NEWS
We started with the Society’s Annual General Meeting, in which the Society’s officers gave their reports on a successful year and were re-elected en bloc for another year. ‘Presentation of Trophies’ had to be deferred due to missing trophies and recipients.
There were no entries for the Novices table. Bill Gardiner won the Winners table with his Thunia Gattonensis.
GUEST SPEAKER
Our guest speaker was Guy William Eves, who is a botanical artist. He studied Graphic Design at the Ipswich School of Art in the 1970’s; this included an initial year of fine art training that proved very useful later. After graduating, he became a freelance illustrator and finally realised his ambition to become a botanical artist after 16 years, performing lengthy and painstaking basic exercises to self-train. He was elected to the Society of Botanical Artists in 2011.
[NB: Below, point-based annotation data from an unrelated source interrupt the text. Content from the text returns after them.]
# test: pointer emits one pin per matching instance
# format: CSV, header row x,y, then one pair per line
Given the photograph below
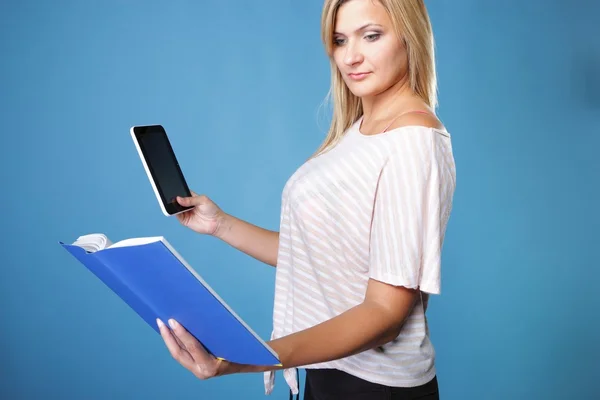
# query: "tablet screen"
x,y
163,166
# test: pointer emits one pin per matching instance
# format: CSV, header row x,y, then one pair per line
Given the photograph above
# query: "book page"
x,y
136,241
93,242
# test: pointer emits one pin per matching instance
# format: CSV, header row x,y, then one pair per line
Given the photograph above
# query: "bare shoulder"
x,y
428,120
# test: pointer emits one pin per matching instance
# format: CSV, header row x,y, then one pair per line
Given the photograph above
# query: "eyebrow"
x,y
362,28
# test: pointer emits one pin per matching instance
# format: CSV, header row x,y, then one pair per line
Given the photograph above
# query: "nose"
x,y
353,54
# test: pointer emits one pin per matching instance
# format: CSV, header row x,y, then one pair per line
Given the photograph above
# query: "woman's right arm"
x,y
206,217
257,242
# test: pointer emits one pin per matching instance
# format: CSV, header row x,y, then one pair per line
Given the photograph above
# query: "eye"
x,y
373,37
338,41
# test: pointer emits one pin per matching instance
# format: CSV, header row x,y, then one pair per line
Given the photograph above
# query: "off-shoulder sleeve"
x,y
407,227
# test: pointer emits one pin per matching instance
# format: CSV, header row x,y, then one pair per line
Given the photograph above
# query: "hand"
x,y
189,352
205,218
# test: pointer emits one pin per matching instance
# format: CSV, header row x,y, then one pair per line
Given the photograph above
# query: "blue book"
x,y
156,282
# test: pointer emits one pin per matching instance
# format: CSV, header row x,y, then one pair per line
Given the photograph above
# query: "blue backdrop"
x,y
238,86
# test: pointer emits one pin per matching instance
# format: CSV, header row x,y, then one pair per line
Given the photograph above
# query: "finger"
x,y
192,345
178,352
192,201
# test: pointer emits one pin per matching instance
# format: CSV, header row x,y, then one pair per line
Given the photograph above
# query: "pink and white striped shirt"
x,y
374,206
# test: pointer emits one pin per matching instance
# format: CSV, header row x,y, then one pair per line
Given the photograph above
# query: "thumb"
x,y
185,201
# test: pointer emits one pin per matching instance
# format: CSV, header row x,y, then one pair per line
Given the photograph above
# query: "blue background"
x,y
239,86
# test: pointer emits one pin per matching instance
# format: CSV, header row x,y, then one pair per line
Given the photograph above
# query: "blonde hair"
x,y
412,25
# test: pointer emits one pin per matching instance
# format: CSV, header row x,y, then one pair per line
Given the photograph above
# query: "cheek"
x,y
388,61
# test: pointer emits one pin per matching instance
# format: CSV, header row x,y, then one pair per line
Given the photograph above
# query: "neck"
x,y
386,104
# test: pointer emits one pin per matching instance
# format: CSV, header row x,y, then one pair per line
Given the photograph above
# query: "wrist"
x,y
223,225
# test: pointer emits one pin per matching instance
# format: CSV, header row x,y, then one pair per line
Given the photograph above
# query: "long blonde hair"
x,y
411,23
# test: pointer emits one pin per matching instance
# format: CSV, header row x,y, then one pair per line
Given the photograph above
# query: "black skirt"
x,y
333,384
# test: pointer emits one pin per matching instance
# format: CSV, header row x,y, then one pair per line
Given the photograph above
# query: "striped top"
x,y
374,206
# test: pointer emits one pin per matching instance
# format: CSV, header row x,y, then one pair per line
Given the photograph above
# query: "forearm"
x,y
257,242
363,327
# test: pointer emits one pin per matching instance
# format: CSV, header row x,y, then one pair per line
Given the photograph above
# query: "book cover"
x,y
156,282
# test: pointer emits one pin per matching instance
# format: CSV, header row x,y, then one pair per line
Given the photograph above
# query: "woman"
x,y
362,221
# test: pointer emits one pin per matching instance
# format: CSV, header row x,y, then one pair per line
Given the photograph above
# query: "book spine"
x,y
109,275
Guy works in monochrome; monochrome work isn’t dependent on the quality of the light. He uses pencils of various degrees of hardness that he keeps needle-sharp. A work usually starts with hard pencils, building up the picture in 2-4 layers of increasing pencil softness, then reverting to a hard pencil to blend the tones. He uses a paper mask to keep the paper clean in the unworked areas, and various contrivances to ‘pose’ the subject. For trees, he has to work from a photo; otherwise, he works from life, and prefers not to use technology to assist. Each picture takes him 40-300 hours to produce.
He has held various exhibitions including at the Wolsey Gallery and the Ipswich School of Art, and has received various commissions including from the Chelsea Physic Garden and the Royal College of Physicians.